“We hear someone say: ‘He is standing in his own light.’ How clearly the picture emerges of our shadowing our own happiness by mistaken thinking.” (ODAT, 23 October)
The atoms really are there, but the world is my construal of what is going on.
The world is only in my mind.
That construal, that world, is different than anyone else’s.
People talk about ‘my truth’.
They should say ‘my lie’.
If everyone’s truth is different, they’re all lies.
Honesty about ‘my truth’ is really honesty about ‘my lie’.
Does one simply choose what’s true?
No, one discerns it by abandoning self-centredness.
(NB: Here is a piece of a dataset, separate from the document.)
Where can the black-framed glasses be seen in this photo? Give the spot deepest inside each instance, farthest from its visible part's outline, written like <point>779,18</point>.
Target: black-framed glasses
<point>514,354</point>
The self-centred view is to see what is proximate as big and what is distal as small, to what affects me as important and what does not as unimportant.
When that is abandoned, I see what is there.
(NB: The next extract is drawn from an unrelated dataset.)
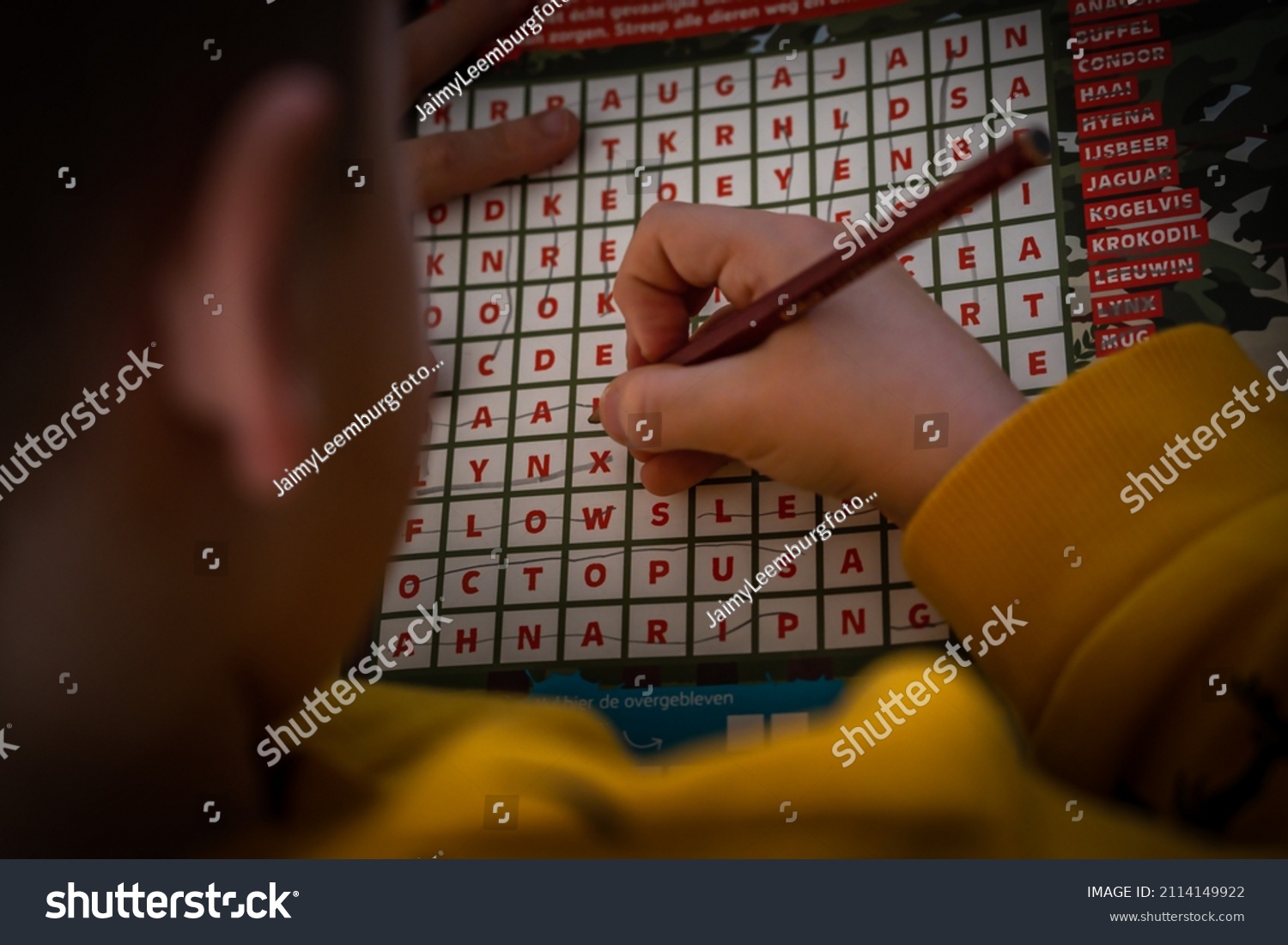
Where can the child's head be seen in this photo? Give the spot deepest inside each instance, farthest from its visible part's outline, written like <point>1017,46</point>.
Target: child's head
<point>209,206</point>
The constellations are there only from my perspective.
The stars really are there, but their relationship to each other is not what it seems.
In the midst of this, I think I have ‘problems’.
The problems depend for their existence on my perspective being right.
But it’s not, so the problems are not real.
Until I accept everything as being God’s will, until I trust entirely in God’s providence, until I take responsibility for my life and stop blaming anyone for anything, my perspective will be distorted.
Until this has been achieved—through the Twelve Steps—there’s no point in talking about or trying to solve anything ‘out there’.
Once this has been achieved, I can see what needs changing, and, usually, what needs changing is very little indeed.